Once again we took a sample of projects from each repository and analysed each one to obtain the four metrics listed above. These values were aggregated together per repository. For an initial idea of the distribution of values we have these boxplots:

Boxplots of measured attributes per repository
Boxplots of measured attributes per repository

To answer the first question (is each repository different to all others) the answer is definitely no; some differences are clearly hinted at by the boxplots. To ascertain more about these differences, and answer the subsequent questions, we carried out paired comparisons for each repository (with 6 repositories that gives 15 combinations, hence 15 comparisons). For each comparison the difference was tested to see whether it was statistically significant or not. The exact figures are printed in the article, but this is the summary of what was found.

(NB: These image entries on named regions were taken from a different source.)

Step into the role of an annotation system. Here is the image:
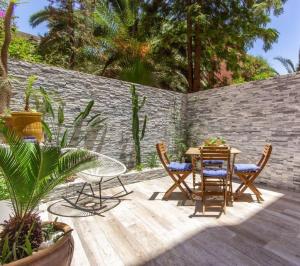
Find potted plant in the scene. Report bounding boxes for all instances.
[5,76,44,142]
[0,0,17,114]
[203,137,226,146]
[0,125,96,266]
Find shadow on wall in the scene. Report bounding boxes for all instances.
[143,190,300,265]
[70,122,108,152]
[118,131,134,168]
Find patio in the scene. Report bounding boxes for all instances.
[40,177,300,266]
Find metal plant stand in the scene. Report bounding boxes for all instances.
[63,148,132,212]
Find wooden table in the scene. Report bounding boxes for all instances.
[185,147,241,201]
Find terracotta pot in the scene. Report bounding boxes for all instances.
[5,222,74,266]
[7,112,44,142]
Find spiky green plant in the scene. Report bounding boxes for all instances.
[0,124,96,263]
[130,85,147,166]
[274,49,300,74]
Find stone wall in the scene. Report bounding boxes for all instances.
[9,61,185,166]
[187,73,300,191]
[6,61,300,191]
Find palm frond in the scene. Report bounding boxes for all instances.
[0,128,96,218]
[274,56,296,73]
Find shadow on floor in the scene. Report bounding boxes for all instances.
[143,192,300,266]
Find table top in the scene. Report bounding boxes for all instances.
[185,147,241,155]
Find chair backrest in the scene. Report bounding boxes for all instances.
[200,146,230,173]
[156,143,170,170]
[257,144,272,172]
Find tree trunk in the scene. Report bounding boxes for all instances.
[193,18,201,91]
[66,0,76,69]
[0,1,16,113]
[186,0,194,92]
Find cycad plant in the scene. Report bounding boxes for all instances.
[0,126,96,263]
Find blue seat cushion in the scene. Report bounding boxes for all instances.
[203,160,224,164]
[168,162,192,171]
[203,168,227,177]
[234,163,260,173]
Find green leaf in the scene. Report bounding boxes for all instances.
[42,120,53,141]
[60,129,68,148]
[140,115,148,140]
[57,105,65,125]
[82,100,94,119]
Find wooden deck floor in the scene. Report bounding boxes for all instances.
[42,177,300,266]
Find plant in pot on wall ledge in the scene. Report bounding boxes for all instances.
[203,137,226,146]
[5,76,48,142]
[0,124,96,266]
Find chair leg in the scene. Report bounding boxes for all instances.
[223,179,227,214]
[99,178,103,208]
[88,183,95,197]
[202,179,206,215]
[117,176,128,193]
[75,182,87,205]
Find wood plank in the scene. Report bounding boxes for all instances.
[40,176,300,266]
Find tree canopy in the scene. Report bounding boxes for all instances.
[25,0,286,92]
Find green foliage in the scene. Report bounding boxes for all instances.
[0,178,9,200]
[0,213,43,263]
[27,0,286,92]
[30,0,96,69]
[0,126,95,219]
[41,96,106,148]
[9,35,42,63]
[134,163,144,172]
[0,124,96,262]
[233,55,277,83]
[119,59,155,86]
[171,136,188,162]
[130,85,147,166]
[146,152,159,168]
[274,49,300,74]
[204,137,226,146]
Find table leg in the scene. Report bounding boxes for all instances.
[229,154,236,205]
[192,156,196,191]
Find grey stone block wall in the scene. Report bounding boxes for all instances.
[9,61,300,191]
[9,60,185,166]
[187,73,300,191]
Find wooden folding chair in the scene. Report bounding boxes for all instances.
[200,146,231,214]
[234,144,272,202]
[156,143,193,200]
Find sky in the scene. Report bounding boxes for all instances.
[16,0,300,74]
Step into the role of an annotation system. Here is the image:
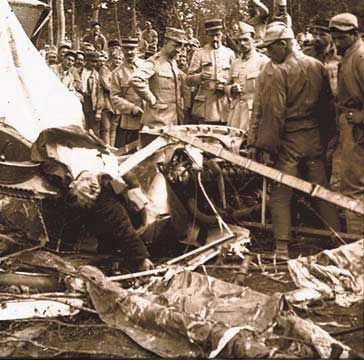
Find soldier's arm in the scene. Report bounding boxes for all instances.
[129,61,157,105]
[252,0,269,22]
[187,50,202,86]
[110,71,135,115]
[248,77,263,147]
[99,65,111,91]
[255,68,287,155]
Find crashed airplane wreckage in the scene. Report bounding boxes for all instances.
[0,0,363,358]
[0,125,364,358]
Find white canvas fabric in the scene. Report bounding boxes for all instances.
[0,0,83,142]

  • Size: Debian was the clear winner. Projects in KDE and GNOME were of notably similar size, as were those in Savannah and SourceForge. The former group projects were smaller on average than those in the latter;
  • Duration: These results furnished perhaps the most striking evidence of a measurable divide between the attributes of the chosen repositories (Debian, KDE, and GNOME on one hand, and RubyForge, Savannah and SourceForge on the other), which was observable in some other attributes . We were also suspicious of the RubyForge results given the extreme youth of the projects;
  • Developers: Another divide between the two “groups” identified above;
  • Commits: As with the average number of developers, Debian, GNOME and KDE all manage a higher rate of commits, but the significance of the differences from the other three repositories is weaker. We also suspect the RubyForge commit rate to be artificially high. As already noted, the projects in the RubyForge sample tended to have a very low duration. After a little deeper digging, we suggest that the projects in our sample may have been “dumped” into the repository (which records a number of commits) and quickly ceased any development activity, thereby inflating the monthly rate .

As mentioned above, detailed figures, procedures and conclusions are available in the printed article. And it does not end there… later in the article we went further. The patterns we found among the repositories were formulated into a framework for organizing FLOSS repositories according to evolutionary characteristics. This may have impact on individual projects existing in, and moving through, the ecosystem of repositories — definitely of interest to both researchers and developers alike, I hope.

What is Open Source?

Computer Floss, the video series that aims to enlighten the general audience about free/open source software. Here is a transcript of the first episode:

Welcome to Computer Floss, a series of videos all about the the open source software movement. In this series I’ll be trying to enlighten and inform you about what open source actually is, how it works, why it matters and who’s doing it.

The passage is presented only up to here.